While a budget has not been approved for 2020, a stimulus package introduced in October assumed that oil would fetch $56 a barrel.
Should oil prices stabilise in the low $30-a-barrel range and the government fails to rein in spending, Iraq could be looking at a financing gap of $54bn this year, says the World Bank.
“To showcase the severity of the fiscal situation, Iraq would need at least a US$58/barrel oil price to meet its wage and pension obligations alone,” the World Bank said in its latest update on Iraq’s economic outlook.
There are no easy remedies for closing the gap between Iraq’s shrinking oil income and its financing needs.

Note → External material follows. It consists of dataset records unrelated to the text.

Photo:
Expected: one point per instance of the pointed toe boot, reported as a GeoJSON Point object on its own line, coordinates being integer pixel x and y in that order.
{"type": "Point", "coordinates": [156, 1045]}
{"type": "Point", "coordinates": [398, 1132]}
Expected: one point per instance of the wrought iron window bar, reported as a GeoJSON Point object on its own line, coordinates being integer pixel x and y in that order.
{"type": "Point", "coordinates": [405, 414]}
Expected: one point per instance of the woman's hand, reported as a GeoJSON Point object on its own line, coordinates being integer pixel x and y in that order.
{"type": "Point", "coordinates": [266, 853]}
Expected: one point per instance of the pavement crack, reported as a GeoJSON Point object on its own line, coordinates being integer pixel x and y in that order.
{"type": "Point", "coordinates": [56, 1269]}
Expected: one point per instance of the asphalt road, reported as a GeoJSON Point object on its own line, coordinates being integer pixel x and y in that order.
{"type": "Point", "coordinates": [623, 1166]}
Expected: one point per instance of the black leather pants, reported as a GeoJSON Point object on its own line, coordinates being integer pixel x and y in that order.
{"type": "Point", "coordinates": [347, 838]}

“There are only two solutions,” Iraq analyst Yahya al-Kubaisi a consultant with the Iraqi Center for Strategic Studies, told Al Jazeera, “using the CBI’s [Central Bank of Iraq] cash reserves or resort to borrowing, not only from the IMF but from other sources too.”
Iraq’s foreign exchange reserves hit $68bn last year – enough to cover 10 months worth of imports. They now cover less than six months of imports, having dwindled by at least $9bn.
Conditions are far from ideal for borrowing on international debt markets, given capital is flying out of emerging markets, rather than into them. Issuing domestic debt is extremely expensive and crowds out credit for Iraq’s struggling private sector.
Wealthier states are less likely to come to Iraq’s rescue as their economies are knocked sideways by the coronavirus. And the International Monetary Fund (IMF) may be less inclined to throw a lifeline to Baghdad, given Iraq’s failure to implement structural reforms the last time the IMF stepped up with an aid package in 2016.
“I’m sure the IMF can lend the money to Iraq but given our abandoning of the IMF Stand-By Agreement, it will require real reforms that we don’t have the luxury to make,” said Tabaqchali. “The world is a very different place right now.”